Collective Recovery includes the actions and activities that repair wounds to social systems, the collective organizations in which all humans exist. 

Collective Recovery is a way for communities to heal from trauma. We know that when people are experiencing trauma their instinct can be to retreat from others and become isolated. One way people heal is by making connections to others, to nature, and to their communities.

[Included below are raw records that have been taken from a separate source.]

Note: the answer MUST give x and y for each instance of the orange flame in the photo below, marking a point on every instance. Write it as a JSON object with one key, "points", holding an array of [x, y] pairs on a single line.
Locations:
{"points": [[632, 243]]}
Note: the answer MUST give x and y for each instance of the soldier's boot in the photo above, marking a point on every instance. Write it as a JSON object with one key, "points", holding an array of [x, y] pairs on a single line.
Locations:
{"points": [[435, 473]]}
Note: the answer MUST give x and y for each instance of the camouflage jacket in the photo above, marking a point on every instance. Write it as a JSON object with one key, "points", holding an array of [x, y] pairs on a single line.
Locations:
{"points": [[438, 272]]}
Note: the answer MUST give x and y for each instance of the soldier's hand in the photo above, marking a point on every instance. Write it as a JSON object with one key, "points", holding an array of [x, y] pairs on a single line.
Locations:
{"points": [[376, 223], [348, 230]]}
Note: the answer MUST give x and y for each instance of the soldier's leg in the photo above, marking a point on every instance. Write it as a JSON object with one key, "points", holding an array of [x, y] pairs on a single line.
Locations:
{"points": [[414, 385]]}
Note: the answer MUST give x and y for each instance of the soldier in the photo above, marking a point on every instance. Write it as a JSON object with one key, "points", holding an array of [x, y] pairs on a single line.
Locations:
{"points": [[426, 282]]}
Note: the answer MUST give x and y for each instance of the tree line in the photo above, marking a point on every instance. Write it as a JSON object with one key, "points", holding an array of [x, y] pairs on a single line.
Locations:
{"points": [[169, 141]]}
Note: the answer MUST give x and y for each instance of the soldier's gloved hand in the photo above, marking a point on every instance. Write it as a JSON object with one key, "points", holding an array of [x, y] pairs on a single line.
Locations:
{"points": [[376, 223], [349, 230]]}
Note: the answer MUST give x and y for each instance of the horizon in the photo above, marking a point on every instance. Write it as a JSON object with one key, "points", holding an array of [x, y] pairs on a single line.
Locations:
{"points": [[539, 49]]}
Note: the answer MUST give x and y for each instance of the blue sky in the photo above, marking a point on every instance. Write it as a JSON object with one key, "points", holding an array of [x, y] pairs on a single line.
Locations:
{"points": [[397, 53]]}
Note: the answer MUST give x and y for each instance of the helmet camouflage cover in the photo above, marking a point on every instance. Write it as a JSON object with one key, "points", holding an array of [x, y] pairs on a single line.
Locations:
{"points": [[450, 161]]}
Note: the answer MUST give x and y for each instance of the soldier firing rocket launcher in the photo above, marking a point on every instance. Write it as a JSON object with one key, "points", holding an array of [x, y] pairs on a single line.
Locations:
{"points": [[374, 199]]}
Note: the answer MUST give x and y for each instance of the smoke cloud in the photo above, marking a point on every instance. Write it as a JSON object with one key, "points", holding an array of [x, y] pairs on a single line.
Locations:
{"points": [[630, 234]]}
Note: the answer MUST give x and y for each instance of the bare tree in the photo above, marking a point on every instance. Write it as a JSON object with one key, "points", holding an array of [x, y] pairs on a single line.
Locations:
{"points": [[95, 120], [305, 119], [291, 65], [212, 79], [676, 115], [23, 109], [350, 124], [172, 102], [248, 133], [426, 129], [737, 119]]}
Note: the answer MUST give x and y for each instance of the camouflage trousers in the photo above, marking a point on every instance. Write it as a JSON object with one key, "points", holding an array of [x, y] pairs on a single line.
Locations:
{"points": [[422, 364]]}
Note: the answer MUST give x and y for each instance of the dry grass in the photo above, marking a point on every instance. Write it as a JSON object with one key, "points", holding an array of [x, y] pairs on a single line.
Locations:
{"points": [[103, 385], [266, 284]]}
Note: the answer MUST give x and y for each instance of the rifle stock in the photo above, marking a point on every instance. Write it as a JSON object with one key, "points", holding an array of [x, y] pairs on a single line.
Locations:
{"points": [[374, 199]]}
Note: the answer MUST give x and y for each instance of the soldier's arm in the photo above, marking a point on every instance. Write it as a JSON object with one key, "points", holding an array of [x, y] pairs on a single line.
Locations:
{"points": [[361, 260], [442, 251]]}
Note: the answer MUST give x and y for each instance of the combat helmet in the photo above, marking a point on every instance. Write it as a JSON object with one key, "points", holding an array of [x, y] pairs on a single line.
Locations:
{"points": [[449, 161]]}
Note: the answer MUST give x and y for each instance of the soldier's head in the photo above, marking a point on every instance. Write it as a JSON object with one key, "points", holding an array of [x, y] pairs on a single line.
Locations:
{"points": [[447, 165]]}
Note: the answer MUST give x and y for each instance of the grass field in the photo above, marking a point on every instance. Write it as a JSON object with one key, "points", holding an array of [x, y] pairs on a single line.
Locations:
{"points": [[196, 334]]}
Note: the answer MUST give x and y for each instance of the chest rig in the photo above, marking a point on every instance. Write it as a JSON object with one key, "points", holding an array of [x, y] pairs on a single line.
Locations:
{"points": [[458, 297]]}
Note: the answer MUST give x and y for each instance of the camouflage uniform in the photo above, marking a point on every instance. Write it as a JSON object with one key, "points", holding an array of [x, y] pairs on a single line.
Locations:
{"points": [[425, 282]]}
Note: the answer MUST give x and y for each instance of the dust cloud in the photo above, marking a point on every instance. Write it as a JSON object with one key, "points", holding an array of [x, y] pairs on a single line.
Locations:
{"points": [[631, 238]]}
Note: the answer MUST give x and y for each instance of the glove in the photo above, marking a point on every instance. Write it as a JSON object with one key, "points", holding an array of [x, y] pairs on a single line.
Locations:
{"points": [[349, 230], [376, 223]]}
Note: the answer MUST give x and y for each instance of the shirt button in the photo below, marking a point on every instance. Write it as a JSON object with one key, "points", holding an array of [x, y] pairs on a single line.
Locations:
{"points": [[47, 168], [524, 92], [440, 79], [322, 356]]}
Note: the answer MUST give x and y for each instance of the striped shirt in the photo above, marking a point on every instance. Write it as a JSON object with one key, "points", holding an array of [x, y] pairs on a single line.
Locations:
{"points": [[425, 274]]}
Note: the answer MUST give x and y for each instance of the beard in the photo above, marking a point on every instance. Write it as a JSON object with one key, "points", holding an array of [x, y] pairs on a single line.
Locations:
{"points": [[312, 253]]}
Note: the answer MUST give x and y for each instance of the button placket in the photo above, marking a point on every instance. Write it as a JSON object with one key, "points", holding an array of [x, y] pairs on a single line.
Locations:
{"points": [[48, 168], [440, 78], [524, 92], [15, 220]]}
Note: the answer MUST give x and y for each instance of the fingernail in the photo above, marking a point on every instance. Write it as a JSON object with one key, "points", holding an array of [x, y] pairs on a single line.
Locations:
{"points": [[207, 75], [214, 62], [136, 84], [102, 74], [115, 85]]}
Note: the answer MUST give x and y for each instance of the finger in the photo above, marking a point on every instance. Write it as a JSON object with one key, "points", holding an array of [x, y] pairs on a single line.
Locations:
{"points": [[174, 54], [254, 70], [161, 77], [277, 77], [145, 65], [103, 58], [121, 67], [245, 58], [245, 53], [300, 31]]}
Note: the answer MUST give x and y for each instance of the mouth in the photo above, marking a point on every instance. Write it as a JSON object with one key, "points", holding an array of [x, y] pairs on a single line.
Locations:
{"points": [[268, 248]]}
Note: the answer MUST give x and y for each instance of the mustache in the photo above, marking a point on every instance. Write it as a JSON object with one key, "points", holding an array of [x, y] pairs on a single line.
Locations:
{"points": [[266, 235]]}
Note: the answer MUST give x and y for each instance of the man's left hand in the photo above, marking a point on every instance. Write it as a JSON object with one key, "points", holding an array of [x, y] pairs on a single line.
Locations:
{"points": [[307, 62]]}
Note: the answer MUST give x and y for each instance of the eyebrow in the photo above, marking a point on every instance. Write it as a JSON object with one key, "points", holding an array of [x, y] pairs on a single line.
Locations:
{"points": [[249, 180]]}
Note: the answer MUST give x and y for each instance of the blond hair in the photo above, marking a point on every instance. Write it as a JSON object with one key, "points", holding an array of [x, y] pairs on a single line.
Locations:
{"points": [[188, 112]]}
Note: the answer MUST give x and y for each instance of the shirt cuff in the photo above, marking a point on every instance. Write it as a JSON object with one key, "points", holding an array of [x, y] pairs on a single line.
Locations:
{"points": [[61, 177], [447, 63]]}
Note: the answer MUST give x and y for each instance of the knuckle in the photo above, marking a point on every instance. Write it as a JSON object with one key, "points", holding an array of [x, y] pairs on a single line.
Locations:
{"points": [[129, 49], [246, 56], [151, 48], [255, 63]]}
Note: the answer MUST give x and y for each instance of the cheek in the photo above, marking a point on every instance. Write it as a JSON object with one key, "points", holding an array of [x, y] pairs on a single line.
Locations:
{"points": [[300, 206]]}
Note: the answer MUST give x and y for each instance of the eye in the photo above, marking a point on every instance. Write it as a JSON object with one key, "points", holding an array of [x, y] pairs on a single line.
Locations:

Collective Recovery provides methods for helping us heal together.

Collective recovery is essential at this moment of social fracture from the pandemic, as well as the more chronic problem of racial oppression and the rapidly increasing threat from climate change.  Working with the vision of a “just and sustainable future” in mind, the UofO Collective Recovery Team and Cities Research Group have the goal of preparing organizations to reflect on their mission, resources, challenges and constituents to answer the question, “What Is Ours to Do?”  We offer trainings for organizations, provide workbooks and other supportive materials, and offer lectures on collective recovery.

As organizations come forward to support recovery, a synergy develops in which the actions of each are augmented to make a whole greater than the sum of its parts, capable of stabilizing the nation in a difficult moment and finding the most just and sustainable paths to the future.

How Did We Learn about Collective Recovery?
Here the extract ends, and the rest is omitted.